Asymptotic Symmetry Groups of Long-Ranged Gauge Configurations

TL;DR

This paper investigates the structure of asymptotic symmetry groups in gauge and gravitational theories with long-range fields, revealing discrete symmetries' role and their implications for physical configurations like monopoles and spacetime rotations.

Contribution

It introduces a general framework for understanding asymptotic symmetries in theories with long-range fields, highlighting the significance of discrete subgroups and their effects on physical solutions.

Findings

Asymptotic symmetry group for dyon in SO(3) Yang-Mills-Higgs is Z_{|m|}×ℝ.

Discrete symmetries can extend the rotation group in gravity from SO(3) to SU(2).

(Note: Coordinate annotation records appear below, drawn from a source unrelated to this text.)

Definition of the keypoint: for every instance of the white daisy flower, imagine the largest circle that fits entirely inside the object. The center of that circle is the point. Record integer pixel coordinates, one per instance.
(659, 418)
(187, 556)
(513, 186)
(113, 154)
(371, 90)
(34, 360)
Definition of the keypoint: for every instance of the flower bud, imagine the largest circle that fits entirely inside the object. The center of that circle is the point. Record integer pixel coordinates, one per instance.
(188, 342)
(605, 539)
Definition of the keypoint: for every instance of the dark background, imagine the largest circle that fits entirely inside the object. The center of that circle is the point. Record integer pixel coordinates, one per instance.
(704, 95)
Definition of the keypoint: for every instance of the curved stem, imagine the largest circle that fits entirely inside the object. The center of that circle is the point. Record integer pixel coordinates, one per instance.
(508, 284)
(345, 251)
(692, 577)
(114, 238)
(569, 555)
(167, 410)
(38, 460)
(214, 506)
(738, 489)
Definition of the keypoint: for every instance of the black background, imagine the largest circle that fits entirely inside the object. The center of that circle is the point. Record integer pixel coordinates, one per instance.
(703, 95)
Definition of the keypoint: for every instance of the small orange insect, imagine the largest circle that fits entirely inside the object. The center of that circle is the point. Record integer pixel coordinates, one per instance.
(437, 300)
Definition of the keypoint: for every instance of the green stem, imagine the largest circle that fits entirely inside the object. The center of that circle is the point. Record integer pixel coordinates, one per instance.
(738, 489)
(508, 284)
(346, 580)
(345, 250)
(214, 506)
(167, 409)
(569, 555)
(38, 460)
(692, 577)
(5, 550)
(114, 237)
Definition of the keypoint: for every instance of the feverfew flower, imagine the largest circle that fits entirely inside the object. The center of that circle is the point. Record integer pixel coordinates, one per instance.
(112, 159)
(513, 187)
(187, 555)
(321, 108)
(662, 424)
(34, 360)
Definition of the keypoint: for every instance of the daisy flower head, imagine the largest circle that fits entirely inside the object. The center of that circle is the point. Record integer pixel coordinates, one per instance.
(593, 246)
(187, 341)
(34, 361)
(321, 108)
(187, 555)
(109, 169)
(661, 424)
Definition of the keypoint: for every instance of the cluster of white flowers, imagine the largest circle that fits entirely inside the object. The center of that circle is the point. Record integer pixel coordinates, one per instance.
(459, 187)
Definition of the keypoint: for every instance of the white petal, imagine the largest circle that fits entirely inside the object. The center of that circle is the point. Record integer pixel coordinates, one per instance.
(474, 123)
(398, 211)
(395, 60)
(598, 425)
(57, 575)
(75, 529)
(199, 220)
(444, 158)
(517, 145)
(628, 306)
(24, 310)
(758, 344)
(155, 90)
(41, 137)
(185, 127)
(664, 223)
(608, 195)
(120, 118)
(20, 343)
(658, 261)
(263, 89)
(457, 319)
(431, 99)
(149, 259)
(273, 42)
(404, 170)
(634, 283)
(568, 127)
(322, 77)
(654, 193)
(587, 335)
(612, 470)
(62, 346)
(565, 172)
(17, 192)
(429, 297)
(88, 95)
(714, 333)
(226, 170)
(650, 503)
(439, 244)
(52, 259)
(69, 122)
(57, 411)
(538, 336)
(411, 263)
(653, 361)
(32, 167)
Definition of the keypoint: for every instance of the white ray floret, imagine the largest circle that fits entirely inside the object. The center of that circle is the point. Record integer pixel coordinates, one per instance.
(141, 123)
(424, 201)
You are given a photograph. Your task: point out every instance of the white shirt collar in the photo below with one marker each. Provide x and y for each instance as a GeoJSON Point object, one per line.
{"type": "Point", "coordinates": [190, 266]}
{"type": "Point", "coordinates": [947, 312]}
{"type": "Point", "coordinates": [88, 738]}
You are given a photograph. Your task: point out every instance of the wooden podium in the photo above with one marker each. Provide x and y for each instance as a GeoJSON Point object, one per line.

Proper physical symmetries include those from gauge transformations reaching infinity or asymptotically trivial ones outside the connected component.

Abstract

We make some general remarks on long-ranged configurations in gauge or diffeomorphism invariant theories where the fields are allowed to assume some non vanishing values at spatial infinity. In this case the Gauss constraint only eliminates those gauge degrees of freedom which lie in the connected component of asymptotically trivial gauge transformations. This implies that proper physical symmetries arise either from gauge transformations that reach to infinity or those that are asymptotically trivial but do not lie in the connected component of transformations within that class. The latter transformations form a discrete subgroup of all symmetries whose position in the ambient group has proven to have interesting implications. We explain this for the dyon configuration in the $SO(3)$ Yang-Mills-Higgs theory, where we prove that the asymptotic symmetry group is $Z_{|m|}\times \Re$ where $m$ is the monopole number. We also discuss the application of the general setting to general relativity and show that here the only implication of discrete symmetries for the continuous part is a possible extension of the rotation group $SO(3)$ to $SU(2)$.